Calculate the annualized return (CAGR) from your initial investment, final value, and holding period. This tells you the equivalent annual growth rate as if your investment grew at a steady rate each year. Compare with our CAGR calculator or check your rate of return including dividends.

How to Calculate Annualized Return

  1. Determine your initial investment amount and current (or final) value.
  2. Calculate the total return: (Final Value - Initial) / Initial.
  3. Determine the holding period in years (can include fractions).
  4. Apply the annualized return formula: (Final/Initial)^(1/years) - 1.
  5. Multiply by 100 to express as a percentage.

Formula

Annualized Return = (Final Value / Initial Investment)^(1/years) - 1 Total Return = (Final Value - Initial Investment) / Initial Investment Also known as CAGR (Compound Annual Growth Rate): CAGR = (Ending Value / Beginning Value)^(1/n) - 1 Where n = number of years

Example

You invested $10,000 five years ago and it is now worth $18,000:

Initial Investment = $10,000 Final Value = $18,000 Holding Period = 5 years Total Return = ($18,000 - $10,000) / $10,000 = 80% Total Gain = $8,000 Annualized Return = ($18,000 / $10,000)^(1/5) - 1 = (1.80)^(0.20) - 1 = 1.1247 - 1 = 0.1247 = 12.47% This means your investment grew at an equivalent rate of 12.47% per year.

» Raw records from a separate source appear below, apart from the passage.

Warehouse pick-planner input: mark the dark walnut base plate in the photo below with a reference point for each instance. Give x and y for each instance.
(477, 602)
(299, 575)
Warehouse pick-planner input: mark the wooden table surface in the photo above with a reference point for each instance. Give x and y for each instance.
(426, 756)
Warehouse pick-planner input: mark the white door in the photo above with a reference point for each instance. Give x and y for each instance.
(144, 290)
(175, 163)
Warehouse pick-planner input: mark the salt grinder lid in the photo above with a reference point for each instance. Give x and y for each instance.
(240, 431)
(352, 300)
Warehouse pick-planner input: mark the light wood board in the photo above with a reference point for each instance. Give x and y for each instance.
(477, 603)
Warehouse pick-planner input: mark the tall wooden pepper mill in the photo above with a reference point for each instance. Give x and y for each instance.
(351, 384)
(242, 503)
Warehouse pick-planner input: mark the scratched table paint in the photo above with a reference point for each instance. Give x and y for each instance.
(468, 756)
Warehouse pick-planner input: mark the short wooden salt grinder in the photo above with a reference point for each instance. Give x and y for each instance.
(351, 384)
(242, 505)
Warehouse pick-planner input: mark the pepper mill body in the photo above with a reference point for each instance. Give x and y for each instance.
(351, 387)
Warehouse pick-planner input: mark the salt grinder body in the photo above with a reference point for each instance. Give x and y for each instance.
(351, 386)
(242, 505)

Annualized Return Reference Table

Total Return3 Years5 Years7 Years10 Years
20%6.27%3.71%2.64%1.84%
30%9.14%5.39%3.82%2.66%
50%14.47%8.45%5.96%4.14%
75%20.51%11.84%8.32%5.76%
100%25.99%14.87%10.41%7.18%
150%35.72%20.11%13.99%9.60%
200%44.22%24.57%16.99%11.61%
300%58.74%31.95%21.90%14.87%
500%81.71%43.10%29.17%19.62%

Frequently Asked Questions

What is annualized return?

Annualized return is the geometric average amount of money earned by an investment each year over a given time period. It smooths out the volatility and shows what constant annual rate would produce the same total return.

Is annualized return the same as CAGR?

Yes, annualized return and CAGR (Compound Annual Growth Rate) are the same concept. Both calculate the constant annual rate that would grow an initial value to a final value over a specific period.

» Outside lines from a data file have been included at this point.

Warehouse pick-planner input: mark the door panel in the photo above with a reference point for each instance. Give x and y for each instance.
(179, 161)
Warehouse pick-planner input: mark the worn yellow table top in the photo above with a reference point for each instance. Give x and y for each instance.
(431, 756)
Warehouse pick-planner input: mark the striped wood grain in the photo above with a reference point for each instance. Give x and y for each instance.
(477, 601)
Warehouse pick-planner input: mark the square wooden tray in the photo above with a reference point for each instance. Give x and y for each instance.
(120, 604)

Why not just divide total return by years?

Simple division gives the average annual return, which ignores compounding. An 80% total return over 5 years is not 16% per year because compounding means each year's growth builds on the previous year. The true annualized return is 12.47%.

What is a good annualized return?

The S&P 500 has historically returned about 10% annualized (7% after inflation). Returns above 10% are considered good, above 15% excellent. Bond returns typically range 3-6% annualized.

Does this account for dividends?

If you include reinvested dividends in your final value, then yes. Otherwise, use the rate of return calculator which has a separate field for income received during the holding period.